No one is talking about the missing women and girls in this novel other than the Indigenous women and girls themselves. No one is willing to suggest that these are anything but simple crimes—as former Prime Minister Stephen Harper said after the death of fifteen-year-old Tina Fontaine Sagkeeng First Nation in 2014: “I think we should not view this as sociological phenomenon. We should view it as crime.”
Sometimes I worry that this book is too violent. Sometimes I worry that depicting violence against Indigenous women and girls begets more violence against Indigenous women and girls, no matter how much agency I write for them into this book. Sometimes I believe that my original instinct, to tell a story that mainstream Canada could not look away from, one that would force them to act, to change, to become better, is the wrong instinct. Sometimes I regret writing this novel altogether, the pain of living in these bodies, the depression that followed the completion of the novel. Sometimes I think of the day a publisher will offer me a contract, when I will have to say, No, maarsi, no, these stories are not for you.
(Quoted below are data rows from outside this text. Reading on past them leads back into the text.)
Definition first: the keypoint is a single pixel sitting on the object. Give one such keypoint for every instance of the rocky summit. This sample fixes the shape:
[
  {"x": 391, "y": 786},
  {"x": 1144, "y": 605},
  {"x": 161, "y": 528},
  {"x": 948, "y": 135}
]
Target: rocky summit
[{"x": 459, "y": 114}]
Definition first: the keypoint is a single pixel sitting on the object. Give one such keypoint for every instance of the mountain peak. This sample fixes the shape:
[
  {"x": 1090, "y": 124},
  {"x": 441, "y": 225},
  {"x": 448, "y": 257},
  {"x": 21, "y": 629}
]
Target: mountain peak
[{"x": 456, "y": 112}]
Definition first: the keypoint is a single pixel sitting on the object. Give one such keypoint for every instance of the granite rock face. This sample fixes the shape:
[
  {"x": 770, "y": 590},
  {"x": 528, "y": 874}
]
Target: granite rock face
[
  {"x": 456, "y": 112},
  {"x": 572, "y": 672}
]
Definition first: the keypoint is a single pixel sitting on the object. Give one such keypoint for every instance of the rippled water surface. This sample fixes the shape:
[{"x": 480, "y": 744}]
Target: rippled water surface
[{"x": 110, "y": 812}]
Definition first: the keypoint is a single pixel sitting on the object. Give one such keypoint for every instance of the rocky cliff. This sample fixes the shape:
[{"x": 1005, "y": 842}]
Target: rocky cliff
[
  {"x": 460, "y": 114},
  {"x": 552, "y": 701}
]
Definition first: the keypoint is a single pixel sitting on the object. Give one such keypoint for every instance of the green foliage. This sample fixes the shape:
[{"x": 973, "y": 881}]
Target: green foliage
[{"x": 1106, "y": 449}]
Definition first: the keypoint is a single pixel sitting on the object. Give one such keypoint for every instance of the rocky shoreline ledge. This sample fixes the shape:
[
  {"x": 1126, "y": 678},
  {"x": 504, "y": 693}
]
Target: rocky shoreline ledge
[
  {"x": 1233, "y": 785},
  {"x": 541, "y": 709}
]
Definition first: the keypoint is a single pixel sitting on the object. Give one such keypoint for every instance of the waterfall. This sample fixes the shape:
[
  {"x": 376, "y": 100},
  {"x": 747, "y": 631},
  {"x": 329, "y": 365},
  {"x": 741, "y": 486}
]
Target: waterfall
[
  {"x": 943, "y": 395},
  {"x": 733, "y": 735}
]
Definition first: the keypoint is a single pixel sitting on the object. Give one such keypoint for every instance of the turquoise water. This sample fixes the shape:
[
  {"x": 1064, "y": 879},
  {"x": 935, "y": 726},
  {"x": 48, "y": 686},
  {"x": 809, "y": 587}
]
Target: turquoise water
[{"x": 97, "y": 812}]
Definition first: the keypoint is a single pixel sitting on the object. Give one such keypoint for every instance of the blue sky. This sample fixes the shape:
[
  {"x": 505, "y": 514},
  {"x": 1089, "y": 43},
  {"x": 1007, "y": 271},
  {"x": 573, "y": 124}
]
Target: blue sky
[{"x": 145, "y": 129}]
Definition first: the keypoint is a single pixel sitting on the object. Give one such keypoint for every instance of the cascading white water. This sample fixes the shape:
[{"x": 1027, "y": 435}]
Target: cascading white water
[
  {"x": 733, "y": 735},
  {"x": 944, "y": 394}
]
But sometimes I think that instinct is wrong too, and these stories need to be told. Violence is crafty that way: we talk about it, and it hurts; we don’t talk, and it replicates itself; we talk too much, use the wrong words, and we birth new violence.
Jenny Ferguson is Métis, an activist, a feminist, an auntie, and an accomplice with a PhD. She believes that writing and teaching are political acts. Border Markers, her collection of linked flash-fiction narratives, is available from NeWest Press.